CHILDREN'S services in Haringey are still rated as 'poor' more than two years after the death of Baby Peter.

The dismal rating comes as Ofsted's annual review of 152 local authorities is published on a first-of-its kind website — Oneplace — that exposes the quality of public services from children's welfare to recycling and crime.

Haringey Council's children's department was branded one of the nine worst-performing in the country and the worst of all the 32 London boroughs.

The boroughs of Camden, City of London, Kensington and Chelsea, Kingston-upon-Thames, Lewisham, Richmond-upon-Thames, Tower Hamlets and Wandsworth were all deemed as "excellent" in the Ofsted report.

Since the death of Peter Connelly in August 2007, the council has had a complete overhaul of its department in response to a series of damning Ofsted inspections.

The 17-month-old died having suffered sustained a catalogue of injuries over a period of months including a broken back and fractured ribs despite having regular contact with Haringey social workers and health workers.

The report states: "Children's services in Haringey perform poorly. There are significant weaknesses in areas of social care provision. Services to safeguard children are inadequate."

The report added that only "limited progress" had been made to address these concerns.

Opposition leader Councillor Robert Gorrie, of Haringey Liberal Democrats opposition group, said the rating was "unforgiveable" that the Labour-led council was still failing vulnerable young people.

Mr Gorrie added: "The staff seem to be trying their best, but Labour are failing to provide the leadership so sorely needed."

Council leader Claire Kober said: "We continue to work very hard to address the fundamental problems in our child protection services. Major changes have already been made and officers and councillors are committed to doing all we can to make Haringey's child protection the best there is."

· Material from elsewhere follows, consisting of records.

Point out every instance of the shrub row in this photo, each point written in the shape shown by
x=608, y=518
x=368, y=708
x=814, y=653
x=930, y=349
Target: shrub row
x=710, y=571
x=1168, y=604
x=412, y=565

She admitted the improvements posed a "serious challenege" but added that through work with NHS Haringey and the police they were aiming for the highest possible standard.

Ofsted's Chief inspector Christine Gilbert said the Government's education watchdog had stepped up the thoroughness of its investigations.

She added: "We are using more first-hand inspection evidence, gathered by a range of highly knowledgeable and experienced inspectors looking at services and settings, from schools and childcare, to services for vulnerable children, and those for young people in colleges and sixth forms."

Oneplace combines information from six independent inspectorates including Ofsted, Audit Commission, the Care Quality Commission, and the inspectorates of constabulary, probation and prisons.